While some American-made cars are quite sought after in Europe and have good resale value (either "muscle cars" like Ford Mustang, Pontiac Trans Am or Chevrolet Corvette, or some models of pickup trucks), shipping a '01 Grand Am to Italy doesn't make much sense, not only because of the bureaucratic nightmare of legally importing at registering it there (check this website to have an idea of what kind of situation you would have to face), but also because it would be prohibitively expensive to use. 

Fuel economy is not the strongest point of American cars and, with gasoline prices at above US$ 7 per gallon, your daily drive would suck up a good part of your monthly wages. And this if things go well because, should your car break down and/or need any replacement part, you will have to order it from the US (as that model was not exported to EU countries) with consequent delays, shipping costs and import duties plus VAT.

So if I were you, I would rather sell your car and buy a reliable second hand car in Italy by a reputable dealer. It will save you a lot of money and trouble, and will get you on the road in less time.


----------



## NickZ (Jun 26, 2009)

In addition to the above.

The reason the online sites can't give you a quote is most use the car plate number for the vehicle information. No plate no info for them to calculate. If you try the manual section they'll only list the cars sold in the EU so again no quote.

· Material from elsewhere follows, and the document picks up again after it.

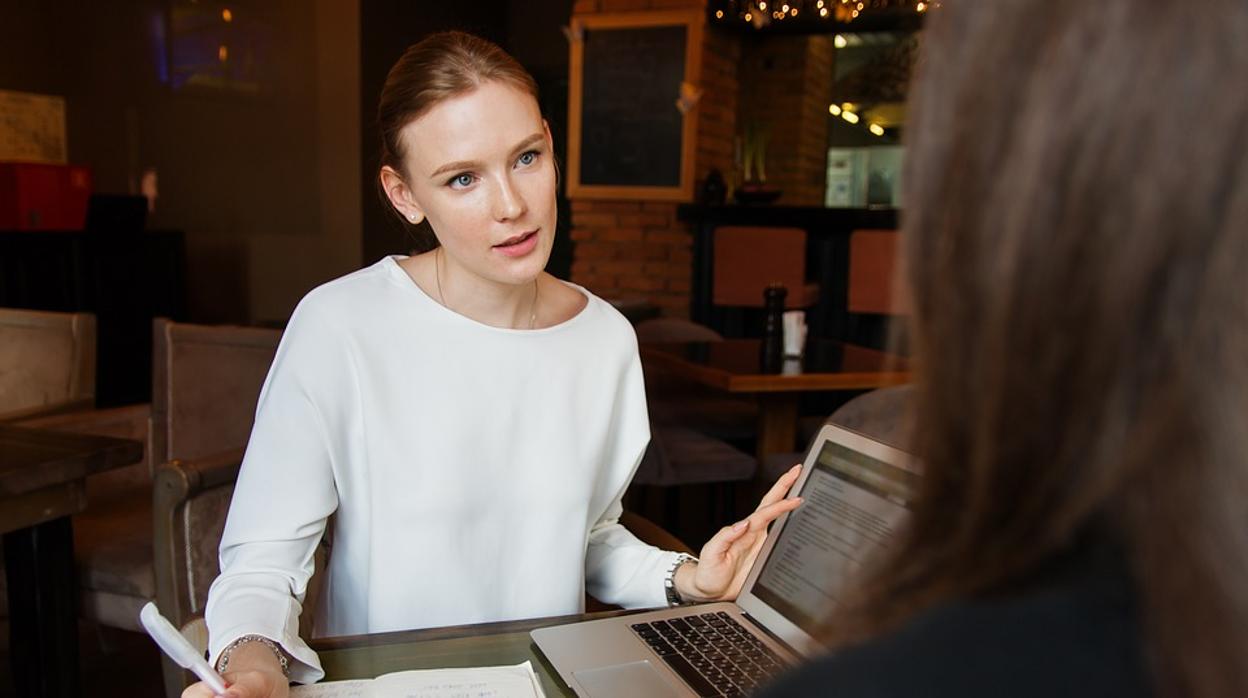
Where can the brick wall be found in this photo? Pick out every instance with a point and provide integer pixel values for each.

You could try emailing all the info to one of the companies but I'd expect a quote over €1K for basic liability and nothing else.


----------



## pudd 2 (Dec 10, 2008)

gfinley7 said:


> We are moving to Fabriano Italy soon and I have trying to get a rough estimate on car insurance. We have a 2001 Pontiac Grand Am and trying to figure out if it is cost effective to ship it over there depending upon an approx. insurance quote. Anyone know who a good insurance carrier might be for a reasonable cost.
> 
> Thank you in advance.


i have a freind who imports and makes legal american cars and has been dooing it for twenty years , so he knows what hes doing hes speaks english and was brought up in america and repairs insures and imports american cars so get in touch with me and il give you his contact details and web site


----------



## mcohen (May 15, 2014)

Hi
I don't have anything to add to the car insurance conversation, just wanted to mention that I spent four hours this morning strolling around Fabriano while I waited for the bus to take me back to Pergola (1 hour north), where my wife and I live half the year. Fabriano is a very nice town, so I think you've made a good choice.

Best,

Michael


----------